The takeaway of that post, and the takeaway of people who congratulate the LessWrong community on calling covid early, is that this is evidence that reading Yudkowsky’s Sequences or LessWrong posts or whatever promotes superior rationality, and is a vindication of the community’s beliefs. But that is the wrong conclusion to draw if something like 10-80% of the overall North American population (these figures are loosely based on polling cited in another comment) was at least equally concerned about covid-19 at least as early. 99.999% of the millions of people who were as concerned or more as early or earlier than the LessWrong community haven’t read the Sequences and don’t know what LessWrong is. A strategy that would have worked better than reading the Sequences or LessWrong posts is: just listen to what the CDC is saying and what state and local public health authorities are saying.
It’s ridiculous to draw the conclusion that this a vindication of LessWrong’s approach.
Dominic Cummings cited seeing the smoke as being very influential in jolting him to action (and thus impacting UK COVID policy), see screenshot here.
I don’t see this as a recommendation for LessWrong, although it sure is an interesting historical footnote. Dominic Cummings doesn’t appear to be a credible person on covid-19. For example, in November 2024 he posted a long, conspiratorial tweet which included:
”The Fauci network should be rolled up & retired en masse with some JAILED. And their media supporters—i.e most of the old media—driven out of business.”
The core problem there is not that he hasn’t read LessWrong enough. (Indeed, reading LessWrong might make a person more likely to believe such things, if anything.)
Incidentally, Cummings also had a scandal in the UK around allegations that he inappropriately violated the covid-19 lockdown and subsequently wasn’t honest about it.
My personal experience: As someone living in normie society in Massachusetts USA but reading lesswrong and related, I was crystal clear that everything about my life was about to wrenchingly change, weeks before any of my friends or coworkers were. And they were very weirded out by my insistence on this.
Tens of millions if not hundreds of millions of people in North America had experiences similar to this. The level of alarm spread across the population gradually from around mid-January to mid-March 2020, so at any given time, there were a large number of people who were much more concerned than another large number of people.

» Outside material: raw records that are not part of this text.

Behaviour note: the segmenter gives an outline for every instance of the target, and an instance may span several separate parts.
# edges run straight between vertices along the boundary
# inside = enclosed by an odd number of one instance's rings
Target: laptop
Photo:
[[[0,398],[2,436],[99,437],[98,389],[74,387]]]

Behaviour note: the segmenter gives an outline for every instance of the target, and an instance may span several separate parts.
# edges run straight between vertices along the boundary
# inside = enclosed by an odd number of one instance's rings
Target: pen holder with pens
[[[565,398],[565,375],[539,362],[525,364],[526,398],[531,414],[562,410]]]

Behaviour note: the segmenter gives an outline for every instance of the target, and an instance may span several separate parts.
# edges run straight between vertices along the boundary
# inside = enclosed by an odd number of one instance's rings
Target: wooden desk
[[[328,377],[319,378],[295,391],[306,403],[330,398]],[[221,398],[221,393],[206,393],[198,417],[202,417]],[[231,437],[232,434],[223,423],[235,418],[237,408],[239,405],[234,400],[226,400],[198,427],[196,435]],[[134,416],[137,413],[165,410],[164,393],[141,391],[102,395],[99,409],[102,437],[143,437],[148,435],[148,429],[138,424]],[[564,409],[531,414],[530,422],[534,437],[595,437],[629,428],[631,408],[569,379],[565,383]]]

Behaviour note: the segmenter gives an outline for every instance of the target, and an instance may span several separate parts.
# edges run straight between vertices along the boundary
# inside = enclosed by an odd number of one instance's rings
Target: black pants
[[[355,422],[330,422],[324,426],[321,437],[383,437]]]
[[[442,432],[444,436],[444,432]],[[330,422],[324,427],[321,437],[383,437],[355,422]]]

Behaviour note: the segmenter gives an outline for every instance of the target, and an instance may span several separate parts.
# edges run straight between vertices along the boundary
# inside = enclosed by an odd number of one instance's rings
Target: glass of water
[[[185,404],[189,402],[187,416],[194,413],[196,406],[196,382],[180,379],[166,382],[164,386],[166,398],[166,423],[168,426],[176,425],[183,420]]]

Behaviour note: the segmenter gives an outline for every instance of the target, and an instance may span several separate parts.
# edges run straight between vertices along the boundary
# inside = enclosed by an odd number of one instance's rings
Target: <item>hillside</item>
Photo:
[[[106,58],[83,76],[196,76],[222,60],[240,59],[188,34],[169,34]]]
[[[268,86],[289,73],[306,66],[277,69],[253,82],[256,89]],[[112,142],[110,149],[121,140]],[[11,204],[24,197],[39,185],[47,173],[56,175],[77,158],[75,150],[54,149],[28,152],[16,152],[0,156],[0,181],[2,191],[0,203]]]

I tried to convince my friends to take covid more seriously a few days before the WHO proclamation, the U.S. state of emergency declaration, and all the rest made it evident to them that it was time to worry. I don’t think I’m a genius for this — in fact, they were probably right to wait for more convincing evidence. If we were to re-run the experiment 10 times or 100 times, their approach might prove superior to mine. I don’t know.
A funny example that sticks in my memory is a tweet by Eliezer from March 11 2020. Trump had just tweeted:
This is ridiculous. Do you think these sort of snipes are at all unique to Eliezer Yudkowsky? Turn on Rachel Maddow or listen to Pod Save America, or follow any number of educated liberals (especially those with relevant expertise or journalists who cover science and medicine) on Twitter and you would see this kind of stuff all the time. It’s not an insight unique to Yudkowsky that Donald Trump says ridiculous and dangerous things about covid or many other topics.
The version of the claim I have heard is not that LW was early to suggest that there might be a pandemic but rather that they were unusually willing to do something about it because they take small-probability high-impact events seriously. Eg. I suspect that you would say that Wei Dai was “late” because their comment came after the nyt article etc, but nonetheless they made 700% betting that covid would be a big deal.
I think it can be hard to remember just how much controversy there was at the time. E.g. you say of March 13, “By now, everyone knows it’s a crisis” but sadly “everyone” did not include the California department of public health, who didn’t issue stay at home orders for another week.
[I have a distinct memory of this because I told my girlfriend I couldn’t see her anymore since she worked at the department of public health (!!) and was still getting a ton of exposure since the California public health department didn’t think covid was that big of a deal.]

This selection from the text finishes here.